In it’s weekly River Report, the Arkansas River Watershed Collaborative notes that precipitation from the current weather pattern continues to ease drought conditions in Colorado, with over 12% of the state no longer experiencing drought, including the eastern half of Chaffee County.
The CoCoRaHS (Community Collaborative Rain, Hail and Snow) Network reports the following precipitation amounts for the past week:
- Leadville – 0.33 inch.
- Buena Vista – 0.54-1.59 inches.
- Salida – 1.22 inches.
- Westcliffe – 0.30-1.06 inches.
- Cañon City – 0.18 inch.
- Walsenburg – 0.52 inch.
- Trinidad – 0.41 inch.
- Pueblo – 0.01 inch.
- Colorado Springs – 0.14-0.94 inch.
- Rocky Ford – 0.02 inch.
- Pritchett – none.
- Lamar – none.
For the current water year, the August report from the Governor’s Water Availability Task Force indicates Colorado is still 1.75 inches below the long-term average for precipitation.
Water storage in Pueblo Reservoir remains little changed this week – 184,178 acre-feet, or 57% full – according to data from the U.S. Bureau of Reclamation.

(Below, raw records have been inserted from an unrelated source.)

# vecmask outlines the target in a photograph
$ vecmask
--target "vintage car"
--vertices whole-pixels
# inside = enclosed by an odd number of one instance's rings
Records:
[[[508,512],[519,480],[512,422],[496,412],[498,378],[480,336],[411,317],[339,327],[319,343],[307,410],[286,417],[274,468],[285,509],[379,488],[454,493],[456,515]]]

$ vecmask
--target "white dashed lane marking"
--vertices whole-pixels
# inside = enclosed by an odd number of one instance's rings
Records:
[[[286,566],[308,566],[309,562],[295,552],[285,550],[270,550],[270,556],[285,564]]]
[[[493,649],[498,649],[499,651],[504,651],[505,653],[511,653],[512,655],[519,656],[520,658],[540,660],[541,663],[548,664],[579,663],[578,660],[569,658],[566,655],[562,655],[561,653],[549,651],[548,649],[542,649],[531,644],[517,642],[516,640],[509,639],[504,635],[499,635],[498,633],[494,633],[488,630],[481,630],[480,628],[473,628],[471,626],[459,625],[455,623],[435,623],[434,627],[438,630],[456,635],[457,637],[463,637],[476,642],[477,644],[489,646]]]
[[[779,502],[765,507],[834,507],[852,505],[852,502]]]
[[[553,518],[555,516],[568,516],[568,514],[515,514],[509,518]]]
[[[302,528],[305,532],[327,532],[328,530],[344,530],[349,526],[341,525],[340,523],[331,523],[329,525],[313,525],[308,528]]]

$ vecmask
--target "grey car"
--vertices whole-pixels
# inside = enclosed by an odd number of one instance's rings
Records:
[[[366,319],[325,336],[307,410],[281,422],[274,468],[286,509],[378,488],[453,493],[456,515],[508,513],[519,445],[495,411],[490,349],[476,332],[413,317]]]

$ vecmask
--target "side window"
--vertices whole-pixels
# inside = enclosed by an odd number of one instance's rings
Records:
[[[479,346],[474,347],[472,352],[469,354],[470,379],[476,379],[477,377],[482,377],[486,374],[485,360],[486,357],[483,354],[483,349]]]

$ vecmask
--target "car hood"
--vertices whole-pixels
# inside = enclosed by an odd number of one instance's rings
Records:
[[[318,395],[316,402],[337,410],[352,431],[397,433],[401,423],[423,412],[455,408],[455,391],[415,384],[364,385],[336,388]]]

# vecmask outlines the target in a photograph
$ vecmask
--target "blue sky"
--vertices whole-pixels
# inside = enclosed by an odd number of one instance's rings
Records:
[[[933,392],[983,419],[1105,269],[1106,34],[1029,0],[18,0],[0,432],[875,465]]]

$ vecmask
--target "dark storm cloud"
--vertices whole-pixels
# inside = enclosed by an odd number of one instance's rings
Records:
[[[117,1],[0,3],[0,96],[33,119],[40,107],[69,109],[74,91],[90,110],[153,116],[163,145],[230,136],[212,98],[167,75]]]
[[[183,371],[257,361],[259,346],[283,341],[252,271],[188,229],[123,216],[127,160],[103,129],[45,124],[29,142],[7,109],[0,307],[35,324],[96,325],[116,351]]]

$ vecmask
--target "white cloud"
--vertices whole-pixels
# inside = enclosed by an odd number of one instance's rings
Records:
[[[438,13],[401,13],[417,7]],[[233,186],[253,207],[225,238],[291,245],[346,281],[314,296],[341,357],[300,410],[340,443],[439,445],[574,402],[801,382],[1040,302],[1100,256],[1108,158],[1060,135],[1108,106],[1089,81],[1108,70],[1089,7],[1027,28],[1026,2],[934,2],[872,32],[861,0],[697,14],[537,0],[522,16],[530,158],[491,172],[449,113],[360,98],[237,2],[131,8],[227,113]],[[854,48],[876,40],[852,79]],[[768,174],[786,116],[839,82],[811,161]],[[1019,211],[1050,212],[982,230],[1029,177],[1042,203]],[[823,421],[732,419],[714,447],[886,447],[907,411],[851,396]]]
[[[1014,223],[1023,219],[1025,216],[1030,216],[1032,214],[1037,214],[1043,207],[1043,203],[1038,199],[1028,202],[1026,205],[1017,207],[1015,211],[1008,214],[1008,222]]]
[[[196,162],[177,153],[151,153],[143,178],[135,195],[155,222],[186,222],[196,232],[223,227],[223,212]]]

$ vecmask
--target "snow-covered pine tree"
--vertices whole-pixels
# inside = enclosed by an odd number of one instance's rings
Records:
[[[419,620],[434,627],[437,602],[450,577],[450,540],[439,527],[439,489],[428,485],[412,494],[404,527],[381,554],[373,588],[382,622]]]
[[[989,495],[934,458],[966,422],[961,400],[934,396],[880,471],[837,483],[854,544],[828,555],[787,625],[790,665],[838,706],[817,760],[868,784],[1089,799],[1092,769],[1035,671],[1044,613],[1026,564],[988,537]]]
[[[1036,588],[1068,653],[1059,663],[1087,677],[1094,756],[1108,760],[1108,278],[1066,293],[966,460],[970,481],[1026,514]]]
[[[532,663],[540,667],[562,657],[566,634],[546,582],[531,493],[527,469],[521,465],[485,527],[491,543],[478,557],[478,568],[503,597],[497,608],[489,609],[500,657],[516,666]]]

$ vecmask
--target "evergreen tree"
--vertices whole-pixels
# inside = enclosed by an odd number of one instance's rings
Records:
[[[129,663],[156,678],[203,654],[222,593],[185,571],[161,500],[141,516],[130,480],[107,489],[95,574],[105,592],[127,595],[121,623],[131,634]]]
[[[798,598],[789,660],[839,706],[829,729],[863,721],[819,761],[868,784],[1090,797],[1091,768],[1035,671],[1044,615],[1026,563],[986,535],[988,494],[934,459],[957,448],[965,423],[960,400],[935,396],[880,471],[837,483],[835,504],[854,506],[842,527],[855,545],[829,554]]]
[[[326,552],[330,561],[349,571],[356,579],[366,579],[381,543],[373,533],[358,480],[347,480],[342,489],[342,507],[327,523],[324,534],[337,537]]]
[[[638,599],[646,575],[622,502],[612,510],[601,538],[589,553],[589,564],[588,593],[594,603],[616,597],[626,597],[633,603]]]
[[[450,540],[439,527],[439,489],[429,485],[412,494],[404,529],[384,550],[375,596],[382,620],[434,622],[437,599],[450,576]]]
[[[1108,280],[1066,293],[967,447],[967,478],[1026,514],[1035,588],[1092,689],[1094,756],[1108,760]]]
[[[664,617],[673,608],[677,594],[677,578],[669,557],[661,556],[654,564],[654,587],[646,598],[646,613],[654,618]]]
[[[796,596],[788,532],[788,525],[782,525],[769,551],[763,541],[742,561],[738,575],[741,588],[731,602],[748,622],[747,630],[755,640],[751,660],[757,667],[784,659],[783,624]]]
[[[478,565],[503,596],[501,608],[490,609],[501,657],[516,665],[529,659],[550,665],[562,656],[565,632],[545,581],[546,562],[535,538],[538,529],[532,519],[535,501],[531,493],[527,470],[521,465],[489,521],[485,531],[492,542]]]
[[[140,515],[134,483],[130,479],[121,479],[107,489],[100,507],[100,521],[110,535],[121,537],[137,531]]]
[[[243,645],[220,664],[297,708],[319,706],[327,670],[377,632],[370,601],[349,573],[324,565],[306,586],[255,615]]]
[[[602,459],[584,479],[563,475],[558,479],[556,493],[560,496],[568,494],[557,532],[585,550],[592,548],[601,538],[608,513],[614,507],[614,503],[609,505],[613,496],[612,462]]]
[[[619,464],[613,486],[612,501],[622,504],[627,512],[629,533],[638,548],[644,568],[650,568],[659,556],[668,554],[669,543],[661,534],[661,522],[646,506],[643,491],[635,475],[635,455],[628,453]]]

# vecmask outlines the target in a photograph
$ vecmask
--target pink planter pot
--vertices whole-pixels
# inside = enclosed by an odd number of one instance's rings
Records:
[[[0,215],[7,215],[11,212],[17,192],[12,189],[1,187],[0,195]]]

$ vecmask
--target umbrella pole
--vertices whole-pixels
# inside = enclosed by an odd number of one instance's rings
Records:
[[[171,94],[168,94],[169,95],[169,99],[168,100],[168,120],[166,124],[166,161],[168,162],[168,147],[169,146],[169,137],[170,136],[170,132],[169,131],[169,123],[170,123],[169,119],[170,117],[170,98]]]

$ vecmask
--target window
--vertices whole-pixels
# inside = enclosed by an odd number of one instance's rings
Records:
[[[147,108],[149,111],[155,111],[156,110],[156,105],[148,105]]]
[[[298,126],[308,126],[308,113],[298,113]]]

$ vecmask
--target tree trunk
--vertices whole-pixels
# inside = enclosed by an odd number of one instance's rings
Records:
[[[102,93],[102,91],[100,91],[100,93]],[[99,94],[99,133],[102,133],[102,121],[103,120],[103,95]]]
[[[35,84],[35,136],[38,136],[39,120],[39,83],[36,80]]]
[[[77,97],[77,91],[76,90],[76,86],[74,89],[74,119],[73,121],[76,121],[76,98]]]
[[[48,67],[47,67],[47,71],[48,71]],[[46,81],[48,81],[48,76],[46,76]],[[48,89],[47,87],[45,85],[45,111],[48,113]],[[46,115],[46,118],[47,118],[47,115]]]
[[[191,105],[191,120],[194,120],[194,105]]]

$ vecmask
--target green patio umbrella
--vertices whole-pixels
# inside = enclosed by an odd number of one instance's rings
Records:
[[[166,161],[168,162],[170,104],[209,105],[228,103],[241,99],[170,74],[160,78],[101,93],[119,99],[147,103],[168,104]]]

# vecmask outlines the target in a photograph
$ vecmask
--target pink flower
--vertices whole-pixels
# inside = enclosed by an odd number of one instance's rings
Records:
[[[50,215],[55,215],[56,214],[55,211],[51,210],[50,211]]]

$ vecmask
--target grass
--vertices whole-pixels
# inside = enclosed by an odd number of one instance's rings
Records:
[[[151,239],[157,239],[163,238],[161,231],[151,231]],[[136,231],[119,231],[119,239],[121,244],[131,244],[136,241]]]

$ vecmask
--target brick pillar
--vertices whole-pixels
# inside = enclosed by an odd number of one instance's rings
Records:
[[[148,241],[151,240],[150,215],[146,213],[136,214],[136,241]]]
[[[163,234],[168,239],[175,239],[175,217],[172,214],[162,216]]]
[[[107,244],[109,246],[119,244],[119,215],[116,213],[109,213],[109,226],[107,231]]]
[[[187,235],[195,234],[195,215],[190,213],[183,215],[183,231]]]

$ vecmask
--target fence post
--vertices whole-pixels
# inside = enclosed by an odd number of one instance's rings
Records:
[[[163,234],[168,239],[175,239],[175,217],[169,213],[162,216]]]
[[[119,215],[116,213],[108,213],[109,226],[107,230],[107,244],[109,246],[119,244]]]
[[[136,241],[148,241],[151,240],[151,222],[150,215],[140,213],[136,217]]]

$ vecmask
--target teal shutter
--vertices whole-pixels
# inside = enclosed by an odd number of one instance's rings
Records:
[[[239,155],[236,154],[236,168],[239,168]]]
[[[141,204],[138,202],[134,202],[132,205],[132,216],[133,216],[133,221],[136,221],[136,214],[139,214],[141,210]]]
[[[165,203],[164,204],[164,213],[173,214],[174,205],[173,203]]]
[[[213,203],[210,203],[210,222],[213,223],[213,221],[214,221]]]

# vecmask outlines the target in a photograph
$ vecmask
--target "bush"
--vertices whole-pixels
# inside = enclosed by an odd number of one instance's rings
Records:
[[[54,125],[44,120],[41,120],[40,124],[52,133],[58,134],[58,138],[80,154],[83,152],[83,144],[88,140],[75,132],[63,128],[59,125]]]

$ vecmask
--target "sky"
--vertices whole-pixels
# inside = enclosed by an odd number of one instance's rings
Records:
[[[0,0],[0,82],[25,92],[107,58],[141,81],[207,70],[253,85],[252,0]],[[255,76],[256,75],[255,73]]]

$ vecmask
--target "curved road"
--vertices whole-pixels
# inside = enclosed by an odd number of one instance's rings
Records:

Water storage in Turquoise Lake decreased to 97,904.2 acre-feet or 75.7% full while the water level in Twin Lakes increased to 106,773 acre-feet, also 75.7% full.
With Voluntary Flow Management Program targets for recreational boating done for 2022, the Bureau of Reclamation Thursday reduced releases from Twin Lakes to the minimum 15 cfs outflow. Data for John Martin Reservoir is not available at this time.
In the upper Arkansas River, flows near Leadville declined to 52.7 cfs this week, while the gauge below Granite currently registers 274 cfs. The flow at the Wellsville gauge is 440 cfs with an almost identical flow of 444 cfs at Cañon City.
The river flow below Pueblo Reservoir has dropped to 258 cfs, and the gauge near Avondale reports 408 cfs after peaking at 860 cfs this past week. The gauge near Rocky Ford reports 73.6 cfs after peaking at 217 cfs Monday.
The current flow is 82.4 cfs below John Martin Reservoir, but the flow held steady at a high of 256 cfs Saturday through Monday. The gauge at Lamar currently reports 27.6 cfs after spiking to 94.5 cfs just before midnight Monday.
The Arkansas Basin currently has 15 calling water rights, including the usual number, four, on the mainstem: the Catlin Canal (1884 priority), the Lamar Canal (1886), the X-Y Irrigating Ditch (1889) and the Arkansas River Compact call at the Kansas state line.
The most senior calling water right is the Tom Wanless Ditch (1864) on Fountain Creek at its confluence with the Arkansas River. Next in seniority is the Gonzales Ditch (1866) on the Apishapa River, followed by the Coleman Ditch (1867) on Hardscrabble Creek and the Pulaski Ditch (1868) on the Purgatoire River.
Additional calling water rights include the Adams Ditch (1869) on Fourmile Creek, Hill Ditch (1873) on Howard Creek, the Cottonwood and Maxwell Ditch (1874) on Cottonwood Creek, the Marmaduke Ditch (1878) on Stout Creek, the Dotson Ditch No. 1 (1881) on the St. Charles River, the Hoosier Ditch (1882) on the North Fork of the South Arkansas River and the JM Murray Ditch (1887) on Muddy Creek.
The Arkansas River Watershed Collaborative is the nonprofit organization for the Arkansas Basin Roundtable. Formed by the Colorado General Assembly, this group of water managers and stakeholders works to find solutions to water-related issues in the basin. Some Roundtable members serve as the ARWC Board of Directors.